There is not, perhaps, on the face of the whole globe, a more imposing mass of ruins than Nagkon-Wat, the wonder and puzzle of European archæologists who venture into Siam. And when we say ruins, the expression is hardly correct; for nowhere are there buildings of such tremendous antiquity to be found in a better state of preservation than Nagkon-Wat, and the ruins of Angkorthôm, the great temple.
Hidden far away in the province of Siamrap—eastern Siam—in the midst of a most luxuriant tropical vegetation, surrounded by almost impenetrable forests of palms, cocoa-trees, and betel-nut, “the general appearance of the wonderful temple is beautiful and romantic, as well as impressive and grand,” says Mr. Vincent, a recent traveller.[840] “We whose good fortune it is to live in the nineteenth century, are accustomed to boast of the perfection and preëminence of our modern civilization; of the grandeur of our attainments in science, art, literature, and what not, as compared with those whom we call ancients; but still we are compelled to admit that they have far excelled our recent endeavors in many things, and notably in the fine arts of painting, architecture, and sculpture. We were but just looking upon a most wonderful example of the two latter, for in style and beauty of architecture, solidity of construction, and magnificent and elaborate carving and sculpture, the Great Nagkon-Wat has no superior, certainly no rival standing at the present day. The first view of the ruins is overwhelming.”
Thus the opinion of another traveller is added to that of many preceding ones, including archæologists and other competent critics, who have believed that the ruins of the past Egyptian splendor deserve no higher eulogium than Nagkon-Wat.

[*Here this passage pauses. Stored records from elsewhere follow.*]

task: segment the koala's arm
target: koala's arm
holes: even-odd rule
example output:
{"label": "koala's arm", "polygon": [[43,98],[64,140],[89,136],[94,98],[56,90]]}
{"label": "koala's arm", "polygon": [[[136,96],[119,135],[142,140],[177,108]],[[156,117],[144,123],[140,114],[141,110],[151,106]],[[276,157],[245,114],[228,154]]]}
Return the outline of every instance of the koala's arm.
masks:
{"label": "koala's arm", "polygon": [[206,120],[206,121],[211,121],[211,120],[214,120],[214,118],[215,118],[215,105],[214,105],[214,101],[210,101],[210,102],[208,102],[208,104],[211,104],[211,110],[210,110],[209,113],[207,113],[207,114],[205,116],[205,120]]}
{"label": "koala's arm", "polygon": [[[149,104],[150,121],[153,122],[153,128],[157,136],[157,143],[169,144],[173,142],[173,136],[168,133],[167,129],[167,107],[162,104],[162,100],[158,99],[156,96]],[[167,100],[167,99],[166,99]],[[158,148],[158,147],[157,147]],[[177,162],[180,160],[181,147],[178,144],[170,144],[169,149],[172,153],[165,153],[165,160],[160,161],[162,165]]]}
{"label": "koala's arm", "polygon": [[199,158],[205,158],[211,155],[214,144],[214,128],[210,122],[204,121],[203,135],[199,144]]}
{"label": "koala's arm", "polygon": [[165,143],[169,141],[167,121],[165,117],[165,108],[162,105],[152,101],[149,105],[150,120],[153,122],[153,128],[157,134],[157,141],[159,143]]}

According to our plan, we will allow more impartial critics than ourselves to describe the place, since, in a work professedly devoted to a vindication of the ancients, the testimony of so enthusiastic an advocate as the present writer may be questioned. We have, nevertheless, seen Nagkon-Wat under exceptionally favorable circumstances, and can, therefore, certify to the general correctness of Mr. Vincent’s description. He says:
“We entered upon an immense causeway, the stairs of which were flanked with six huge griffins, each carved from a single block of stone. The causeway is ... 725 feet in length, and is paved with stones each of which measures four feet in length by two in breadth. On either side of it are artificial lakes fed by springs, and each covering about five acres of ground.... The outer wall of Nagkon-Wat (the city of monasteries) is half a mile square, with gateways ... which are handsomely carved with figures of gods and dragons. The foundations are ten feet in height.... The entire edifice, including the roof, is of stone, but without cement, and so closely fitting are the joints as even now to be scarcely discernible.... The shape of the building is oblong, being 796 feet in length, and 588 in width, while the highest central pagoda rises some 250 odd feet above the ground, and four others, at the angles of the court, are each about 150 feet in height.”
The above underscored lines are suggestive to travellers who have remarked and admired the same wonderful mason-work in the Egyptian remains. If the same workmen did not lay the courses in both countries we must at least think that the secret of this matchless wall-building was equally known to the architects of every land.